Внезапно мне пришло в голову: — Саш, скажи ты крещённый?

— Да. А что?

— Да так, ничего. Просто захотелось узнать. — Я сел на ступеньки у входа. — Когда крестили, дитём был малым?

— Точно. В детстве. — Сашка смотрел на меня сверху вниз. — А сам-то крещённый?

— Я?… Нет. Хотя мама хотела. Все какого-то случая ждала, да вот не успела. Жалею ли об этом сейчас?… Не знаю. Рассуждаю только сам с собой, что смысла нет, в обряде этом участвовать, если не понимаешь, что происходит на самом деле. Лишь бы приобщиться к этому, как и все? Не хочу. Что движет верующими? Добродетель или страх перед Дантовыми кругами ада? Если уверовать в них, то конечно грешить перестанешь. Только грехом считаю не всё то, за что души кнут Миноса у того же Данте принимают. Мораль общества давно как обновилась, а заветы прежние. Не справедливо. Не считаешь? Уж как-то обреченно изначально судьба человека выглядит. И за все кара, кара, кара… Впрочем, сознаю, что может всё так и есть. Ведь в судьбу верю. В отсутствие случая верю. В проявления чудес верю. Значит, и в Господа верю?

— Что-то ты упростил, Филин. Хотя я и сам тоже… Крест вот ношу, а верить не знаю во что. — Саша бережно вынул из-под рубашки золотой крестик на цепочке и повертел его в руках. — Слушай, Андрюх. А нет такого ощущения после встречи с этими товарищами на площади, что скоро мы все очень даже будем подкованы в этом вопросе. Мне кажется, горлопаны сейчас повылезают из всех щелей. Ведь тема то реальная. Подумать только: наказание Богом человечества за его грехи. Может так оно и есть? И вот ведь, не скажешь, что аудитория таких сборищ протестная. Напротив даже. Весьма контролируемая. Примирись с утратой и кайся. Чего тебе ещё?

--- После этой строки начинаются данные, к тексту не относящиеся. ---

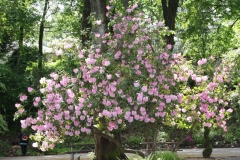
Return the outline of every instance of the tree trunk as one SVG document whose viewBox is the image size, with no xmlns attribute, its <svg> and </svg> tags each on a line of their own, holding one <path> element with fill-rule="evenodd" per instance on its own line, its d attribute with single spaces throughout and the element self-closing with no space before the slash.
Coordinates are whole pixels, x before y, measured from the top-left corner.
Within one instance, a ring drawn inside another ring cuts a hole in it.
<svg viewBox="0 0 240 160">
<path fill-rule="evenodd" d="M 38 39 L 38 70 L 41 74 L 42 70 L 42 59 L 43 59 L 43 35 L 44 35 L 44 23 L 45 23 L 45 17 L 47 14 L 47 8 L 48 8 L 49 0 L 45 0 L 44 3 L 44 9 L 43 9 L 43 15 L 40 23 L 40 29 L 39 29 L 39 39 Z"/>
<path fill-rule="evenodd" d="M 25 6 L 25 0 L 23 0 L 21 3 L 21 8 L 23 10 L 24 6 Z M 21 25 L 19 27 L 19 41 L 18 41 L 18 46 L 19 46 L 19 54 L 18 54 L 18 60 L 17 60 L 17 66 L 20 65 L 20 61 L 21 61 L 21 56 L 23 54 L 23 38 L 24 38 L 24 28 L 22 26 L 22 22 Z"/>
<path fill-rule="evenodd" d="M 84 0 L 83 2 L 83 13 L 82 13 L 82 27 L 81 30 L 83 30 L 85 33 L 81 34 L 82 44 L 86 44 L 87 41 L 90 40 L 90 29 L 91 24 L 88 22 L 88 17 L 91 14 L 91 5 L 90 0 Z"/>
<path fill-rule="evenodd" d="M 162 0 L 162 10 L 165 26 L 167 26 L 170 30 L 175 30 L 178 5 L 179 0 Z M 167 44 L 174 45 L 174 35 L 171 34 L 169 36 L 166 36 L 165 41 Z"/>
<path fill-rule="evenodd" d="M 108 25 L 108 20 L 106 17 L 107 13 L 107 8 L 106 8 L 106 0 L 90 0 L 90 5 L 91 5 L 91 12 L 95 13 L 96 15 L 96 20 L 101 20 L 100 25 L 93 25 L 92 26 L 92 33 L 98 33 L 102 37 L 105 33 L 107 33 L 107 25 Z M 101 38 L 95 38 L 92 39 L 93 44 L 99 45 L 102 53 L 106 51 L 106 45 L 102 43 Z"/>
<path fill-rule="evenodd" d="M 96 20 L 101 20 L 100 25 L 92 26 L 92 33 L 99 33 L 101 36 L 105 35 L 108 32 L 107 30 L 107 17 L 106 17 L 106 0 L 91 0 L 91 12 L 95 13 Z M 102 43 L 101 38 L 93 38 L 92 42 L 94 45 L 99 46 L 101 49 L 101 54 L 104 54 L 107 50 L 107 46 Z M 96 114 L 96 113 L 95 113 Z M 104 119 L 100 120 L 101 122 L 96 122 L 97 115 L 95 115 L 95 123 L 106 123 Z M 95 129 L 95 133 L 97 133 Z M 102 136 L 101 134 L 95 134 L 95 155 L 97 160 L 117 160 L 125 159 L 126 156 L 123 153 L 123 149 L 120 148 L 120 133 L 113 133 L 114 139 L 110 139 Z M 117 141 L 113 142 L 113 141 Z"/>
<path fill-rule="evenodd" d="M 120 133 L 113 133 L 114 139 L 121 143 Z M 95 134 L 96 160 L 123 160 L 127 159 L 121 149 L 109 139 Z"/>
<path fill-rule="evenodd" d="M 129 6 L 128 2 L 130 2 L 130 1 L 131 1 L 131 0 L 122 0 L 122 4 L 123 4 L 123 6 L 124 6 L 125 9 L 128 8 L 128 6 Z"/>
</svg>

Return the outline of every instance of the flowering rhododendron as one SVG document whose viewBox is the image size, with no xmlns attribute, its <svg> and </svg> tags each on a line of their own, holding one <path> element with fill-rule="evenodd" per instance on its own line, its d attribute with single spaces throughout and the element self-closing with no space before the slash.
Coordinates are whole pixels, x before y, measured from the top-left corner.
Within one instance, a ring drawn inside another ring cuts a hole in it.
<svg viewBox="0 0 240 160">
<path fill-rule="evenodd" d="M 200 60 L 200 69 L 193 69 L 180 53 L 171 53 L 171 45 L 163 50 L 160 42 L 169 31 L 136 8 L 134 4 L 127 9 L 129 15 L 115 15 L 113 35 L 93 33 L 108 46 L 106 53 L 97 46 L 86 51 L 71 45 L 79 61 L 79 68 L 69 74 L 73 76 L 51 73 L 49 79 L 41 78 L 41 95 L 33 102 L 39 108 L 37 117 L 21 121 L 23 128 L 31 126 L 44 135 L 35 139 L 41 145 L 34 146 L 45 151 L 64 135 L 89 134 L 93 127 L 110 132 L 134 121 L 180 128 L 198 121 L 226 130 L 225 115 L 231 110 L 224 109 L 227 102 L 221 91 L 230 68 L 219 66 L 211 78 L 202 75 L 203 64 L 213 59 Z M 62 48 L 62 56 L 69 47 Z M 189 86 L 189 79 L 196 85 Z M 21 102 L 26 100 L 26 95 L 20 96 Z M 15 106 L 17 114 L 24 112 L 23 105 Z"/>
</svg>

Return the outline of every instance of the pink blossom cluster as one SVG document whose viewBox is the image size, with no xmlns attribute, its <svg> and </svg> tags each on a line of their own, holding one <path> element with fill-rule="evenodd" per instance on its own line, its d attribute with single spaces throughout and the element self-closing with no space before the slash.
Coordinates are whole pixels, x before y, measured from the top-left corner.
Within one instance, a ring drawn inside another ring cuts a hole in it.
<svg viewBox="0 0 240 160">
<path fill-rule="evenodd" d="M 73 68 L 74 76 L 51 73 L 49 79 L 40 80 L 41 95 L 33 102 L 39 107 L 37 117 L 21 121 L 23 128 L 31 126 L 45 134 L 44 143 L 35 146 L 44 151 L 64 135 L 89 134 L 101 123 L 98 118 L 104 119 L 107 131 L 134 121 L 176 125 L 183 119 L 186 124 L 197 119 L 209 127 L 214 121 L 226 130 L 227 102 L 218 90 L 229 80 L 230 68 L 217 69 L 212 78 L 194 72 L 181 54 L 170 52 L 171 45 L 163 50 L 154 43 L 168 32 L 162 22 L 133 12 L 136 7 L 130 7 L 126 16 L 115 15 L 113 35 L 97 36 L 108 45 L 107 53 L 98 47 L 78 49 L 80 64 Z M 207 59 L 202 59 L 198 65 L 205 63 Z M 196 82 L 194 89 L 188 86 L 189 79 Z M 21 103 L 26 100 L 26 95 L 20 96 Z M 19 114 L 24 112 L 23 105 L 15 106 Z"/>
</svg>

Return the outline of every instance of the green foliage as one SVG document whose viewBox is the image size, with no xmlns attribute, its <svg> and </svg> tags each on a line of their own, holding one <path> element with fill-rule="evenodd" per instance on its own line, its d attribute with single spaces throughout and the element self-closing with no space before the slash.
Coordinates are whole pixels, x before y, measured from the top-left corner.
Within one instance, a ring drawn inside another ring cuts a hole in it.
<svg viewBox="0 0 240 160">
<path fill-rule="evenodd" d="M 125 145 L 131 149 L 138 149 L 141 142 L 143 142 L 142 136 L 133 135 L 127 138 Z"/>
<path fill-rule="evenodd" d="M 8 156 L 8 151 L 9 149 L 11 149 L 12 146 L 9 144 L 8 141 L 4 140 L 0 140 L 0 157 L 3 156 Z"/>
<path fill-rule="evenodd" d="M 202 152 L 204 158 L 209 158 L 212 154 L 212 146 L 209 138 L 209 133 L 209 127 L 204 127 L 204 150 Z"/>
</svg>

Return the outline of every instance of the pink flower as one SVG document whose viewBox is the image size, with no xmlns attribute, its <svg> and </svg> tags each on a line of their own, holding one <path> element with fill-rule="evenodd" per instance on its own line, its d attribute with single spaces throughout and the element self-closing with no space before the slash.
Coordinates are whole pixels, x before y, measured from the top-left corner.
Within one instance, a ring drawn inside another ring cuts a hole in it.
<svg viewBox="0 0 240 160">
<path fill-rule="evenodd" d="M 143 91 L 143 92 L 147 92 L 147 86 L 143 86 L 143 87 L 142 87 L 142 91 Z"/>
<path fill-rule="evenodd" d="M 103 66 L 109 66 L 111 62 L 109 60 L 103 60 L 102 61 Z"/>
<path fill-rule="evenodd" d="M 57 56 L 62 55 L 62 50 L 57 50 L 57 51 L 55 52 L 55 54 L 56 54 Z"/>
<path fill-rule="evenodd" d="M 163 22 L 158 22 L 158 26 L 162 27 L 163 26 Z"/>
<path fill-rule="evenodd" d="M 140 84 L 139 84 L 139 82 L 134 82 L 134 87 L 139 87 L 140 86 Z"/>
<path fill-rule="evenodd" d="M 107 8 L 107 10 L 110 10 L 110 9 L 111 9 L 111 6 L 107 5 L 107 7 L 106 7 L 106 8 Z"/>
<path fill-rule="evenodd" d="M 232 109 L 232 108 L 229 108 L 229 109 L 227 110 L 227 112 L 232 113 L 232 112 L 233 112 L 233 109 Z"/>
<path fill-rule="evenodd" d="M 20 101 L 25 101 L 27 99 L 27 96 L 25 94 L 20 96 Z"/>
<path fill-rule="evenodd" d="M 172 49 L 172 45 L 171 45 L 171 44 L 168 44 L 168 45 L 167 45 L 167 49 L 169 49 L 169 50 Z"/>
<path fill-rule="evenodd" d="M 20 107 L 20 106 L 21 106 L 21 104 L 19 104 L 19 103 L 16 103 L 16 104 L 15 104 L 15 107 L 16 107 L 16 108 L 18 108 L 18 107 Z"/>
<path fill-rule="evenodd" d="M 93 58 L 87 58 L 85 59 L 85 61 L 88 65 L 91 65 L 91 64 L 95 64 L 97 60 Z"/>
<path fill-rule="evenodd" d="M 64 45 L 64 49 L 72 48 L 72 46 L 73 46 L 72 43 L 68 43 L 68 44 Z"/>
<path fill-rule="evenodd" d="M 96 20 L 96 24 L 97 24 L 97 25 L 102 24 L 102 20 Z"/>
<path fill-rule="evenodd" d="M 118 124 L 122 124 L 122 119 L 118 119 Z"/>
<path fill-rule="evenodd" d="M 78 69 L 77 68 L 73 69 L 73 72 L 78 73 Z"/>
<path fill-rule="evenodd" d="M 28 92 L 32 92 L 34 89 L 32 87 L 28 87 Z"/>
</svg>

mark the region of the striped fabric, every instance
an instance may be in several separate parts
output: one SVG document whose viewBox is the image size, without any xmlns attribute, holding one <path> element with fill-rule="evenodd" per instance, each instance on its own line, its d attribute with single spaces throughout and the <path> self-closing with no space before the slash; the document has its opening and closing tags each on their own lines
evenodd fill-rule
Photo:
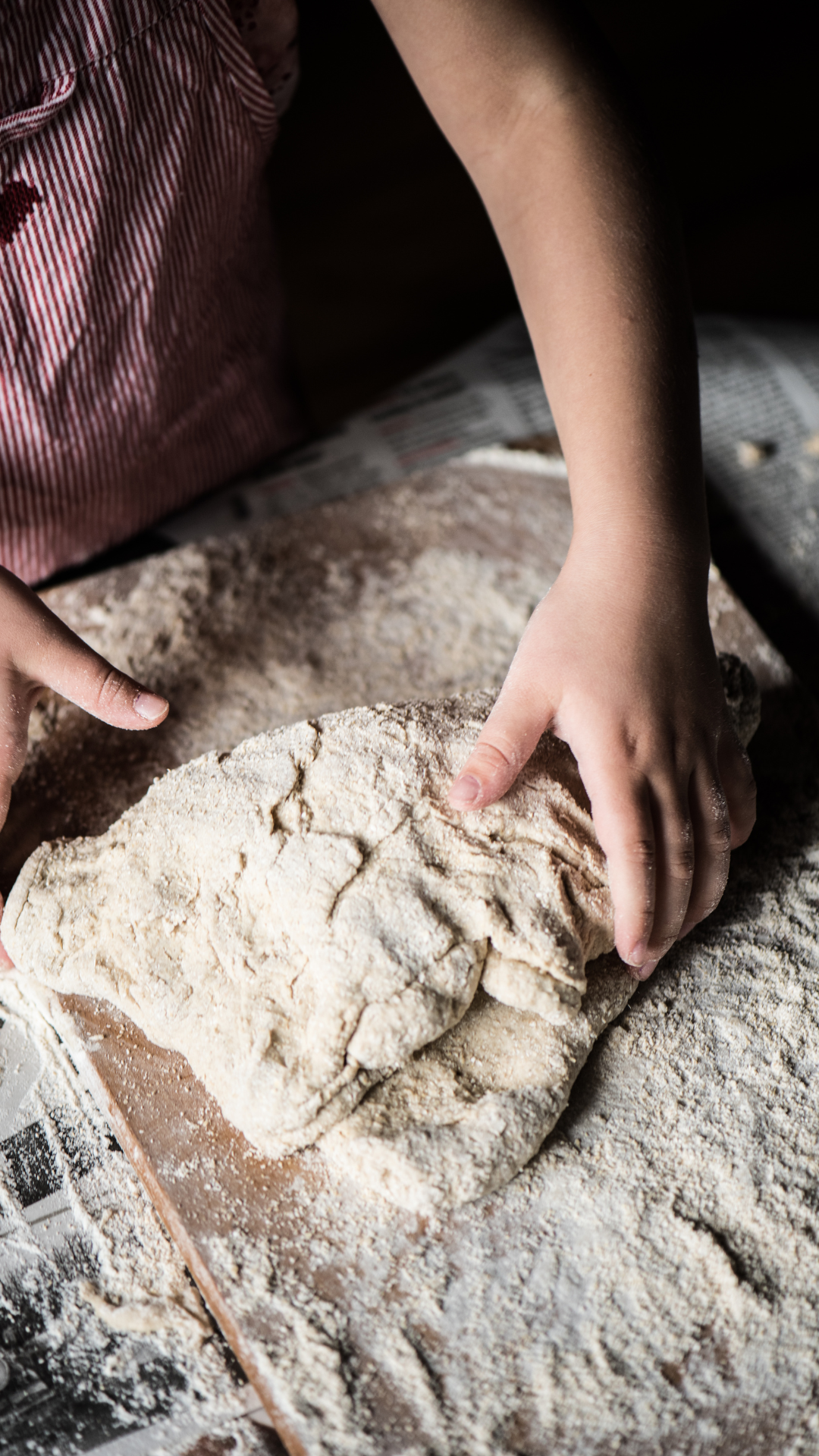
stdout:
<svg viewBox="0 0 819 1456">
<path fill-rule="evenodd" d="M 227 0 L 3 0 L 0 562 L 23 579 L 297 437 L 275 131 Z"/>
</svg>

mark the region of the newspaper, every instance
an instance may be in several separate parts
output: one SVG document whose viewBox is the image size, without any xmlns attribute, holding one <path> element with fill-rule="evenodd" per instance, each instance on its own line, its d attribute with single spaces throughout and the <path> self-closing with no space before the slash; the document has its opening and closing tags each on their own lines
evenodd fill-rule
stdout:
<svg viewBox="0 0 819 1456">
<path fill-rule="evenodd" d="M 704 316 L 697 332 L 708 480 L 819 619 L 819 326 Z M 332 434 L 268 462 L 159 530 L 173 545 L 224 536 L 552 431 L 532 344 L 514 314 Z M 500 463 L 497 454 L 482 459 Z M 504 463 L 513 459 L 538 466 L 530 451 L 507 454 Z"/>
<path fill-rule="evenodd" d="M 182 1456 L 203 1437 L 262 1456 L 258 1406 L 63 1042 L 3 977 L 1 1456 Z"/>
<path fill-rule="evenodd" d="M 173 545 L 249 530 L 482 446 L 552 431 L 529 333 L 514 314 L 332 434 L 265 463 L 157 530 Z"/>
</svg>

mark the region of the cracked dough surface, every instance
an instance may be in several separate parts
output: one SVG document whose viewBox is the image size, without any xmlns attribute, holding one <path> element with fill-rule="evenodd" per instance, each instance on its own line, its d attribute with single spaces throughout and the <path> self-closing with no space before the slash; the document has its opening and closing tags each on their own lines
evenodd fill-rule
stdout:
<svg viewBox="0 0 819 1456">
<path fill-rule="evenodd" d="M 493 702 L 356 708 L 168 773 L 105 834 L 29 858 L 15 962 L 184 1053 L 271 1156 L 455 1026 L 484 970 L 565 1022 L 612 946 L 605 859 L 549 734 L 500 804 L 446 807 Z"/>
</svg>

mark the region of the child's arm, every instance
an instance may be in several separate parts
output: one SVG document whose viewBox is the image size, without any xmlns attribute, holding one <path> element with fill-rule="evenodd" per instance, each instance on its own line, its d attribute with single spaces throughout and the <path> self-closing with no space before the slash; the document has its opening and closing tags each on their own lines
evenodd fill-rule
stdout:
<svg viewBox="0 0 819 1456">
<path fill-rule="evenodd" d="M 574 534 L 456 808 L 498 798 L 551 727 L 608 855 L 616 945 L 647 976 L 714 909 L 755 818 L 708 629 L 708 527 L 682 250 L 573 12 L 376 0 L 506 252 L 571 480 Z"/>
<path fill-rule="evenodd" d="M 44 687 L 115 728 L 156 728 L 168 716 L 165 697 L 118 673 L 0 566 L 0 828 L 26 760 L 29 715 Z M 1 945 L 0 965 L 9 965 Z"/>
</svg>

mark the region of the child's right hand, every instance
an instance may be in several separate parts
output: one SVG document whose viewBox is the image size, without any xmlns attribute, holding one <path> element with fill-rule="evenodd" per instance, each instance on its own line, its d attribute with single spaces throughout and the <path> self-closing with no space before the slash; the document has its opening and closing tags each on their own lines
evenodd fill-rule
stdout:
<svg viewBox="0 0 819 1456">
<path fill-rule="evenodd" d="M 165 697 L 111 667 L 0 566 L 0 828 L 26 760 L 29 715 L 44 687 L 114 728 L 156 728 L 168 716 Z M 1 945 L 0 965 L 10 965 Z"/>
</svg>

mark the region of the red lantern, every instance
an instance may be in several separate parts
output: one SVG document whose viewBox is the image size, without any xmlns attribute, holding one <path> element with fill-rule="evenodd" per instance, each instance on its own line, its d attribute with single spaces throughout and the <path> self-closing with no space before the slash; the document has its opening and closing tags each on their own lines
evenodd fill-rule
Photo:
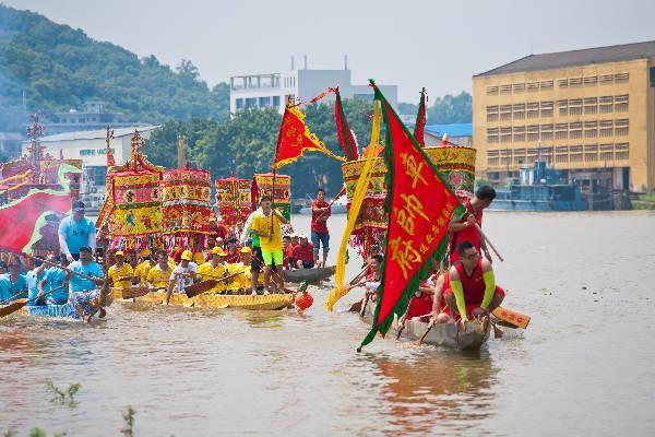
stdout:
<svg viewBox="0 0 655 437">
<path fill-rule="evenodd" d="M 305 311 L 307 308 L 311 307 L 313 304 L 313 297 L 309 292 L 302 291 L 296 294 L 296 306 L 298 307 L 298 312 Z"/>
</svg>

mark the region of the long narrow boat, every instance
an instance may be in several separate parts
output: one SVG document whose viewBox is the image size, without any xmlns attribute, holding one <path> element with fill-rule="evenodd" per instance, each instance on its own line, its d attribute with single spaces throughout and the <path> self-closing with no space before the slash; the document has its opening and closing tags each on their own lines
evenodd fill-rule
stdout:
<svg viewBox="0 0 655 437">
<path fill-rule="evenodd" d="M 133 299 L 123 299 L 122 290 L 111 288 L 111 295 L 119 302 L 145 302 L 160 305 L 166 300 L 165 292 L 151 292 L 145 296 Z M 294 295 L 269 294 L 262 296 L 251 295 L 223 295 L 204 293 L 194 297 L 187 297 L 186 294 L 174 293 L 170 296 L 169 305 L 195 307 L 195 308 L 241 308 L 251 310 L 272 310 L 283 309 L 294 303 Z"/>
<path fill-rule="evenodd" d="M 373 311 L 374 305 L 369 303 L 361 319 L 370 324 L 373 320 Z M 428 323 L 407 320 L 401 336 L 407 340 L 418 340 L 426 333 L 427 329 Z M 397 332 L 398 324 L 396 319 L 393 322 L 391 333 L 395 338 Z M 483 323 L 477 320 L 466 323 L 465 332 L 461 329 L 457 332 L 457 326 L 455 323 L 438 323 L 432 327 L 422 342 L 433 346 L 450 347 L 457 351 L 478 351 L 489 340 L 489 332 L 490 323 Z"/>
<path fill-rule="evenodd" d="M 315 267 L 312 269 L 285 270 L 284 279 L 288 282 L 321 282 L 334 274 L 335 267 Z"/>
</svg>

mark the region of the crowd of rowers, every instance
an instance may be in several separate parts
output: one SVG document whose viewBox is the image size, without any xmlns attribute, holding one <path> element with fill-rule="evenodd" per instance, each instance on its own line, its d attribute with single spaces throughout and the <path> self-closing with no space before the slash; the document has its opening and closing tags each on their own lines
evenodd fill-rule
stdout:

— Все может быть. Я уже ничему не удивляюсь.

Еще с полчаса мы проторчали у закрытых дверей, раздумывая о том, что делать дальше. В голову не приходило ничего путного. Улицу перебежала собака, облаяв гонимую ветром обертку из-под шоколада. Скрипела водосточная труба.

Рядом, то и дело, проходили люди. Кто что-то тащит, кто налегке, чуть ли не праздно. Это будний день. Мы догадывались, что раз есть электричество, ходит транспорт, торгуют продуктами — люди заняты на работе. И всё же их так мало на улице. Сколько же нас всего?

Я посмотрел на часы — 16:39.

— Сашка, нечего здесь сидеть. Скоро вечер. Стемнеет, а мне ещё домой надо успеть. Сделаем так: ты идешь сейчас к себе и по дороге заскочишь в магазин за жратвой, — я вытащил из кармана бумажник и, оставив себе мелочь на проезд, отдал все деньги ему.

— Я сажусь в метро и еду домой. Соберу там все свои пожитки и прочее, а потом к тебе. Идёт?

— Давай. А чего купить-то? — он стоял с опущенной рукой, сжимавшей купюры. Я в очередной раз улыбнулся над ним. Мой смешной друг. И самый преданный из всех с кем мне доводилось сталкиваться по жизни. Как собака, ей богу.

— Да чего хочешь! И выпить чего-нибудь посмотри. Всё. До встречи.

Развернувшись, я пошел в сторону ближайшей станции метро. Пройдя несколько метров, вдруг опомнился: — Саня! Стой, — я развернулся и заорал в спину удаляющемуся другу.

Он обернулся: — Чего тебе?

— Если вдруг позвонит Ольга, скажи — я дома, пусть звонит мне. Если не получится, пусть приезжает к тебе. Понял? — мой крик отражался глухим эхом от стен старых зданий, и виднеющаяся вдалеке парочка обернулась.

— Хорошо. Я понял, — Саша махнул мне рукой и потопал дальше. Я провожал его взглядом. Думая о нас. О продолжавшейся жизни.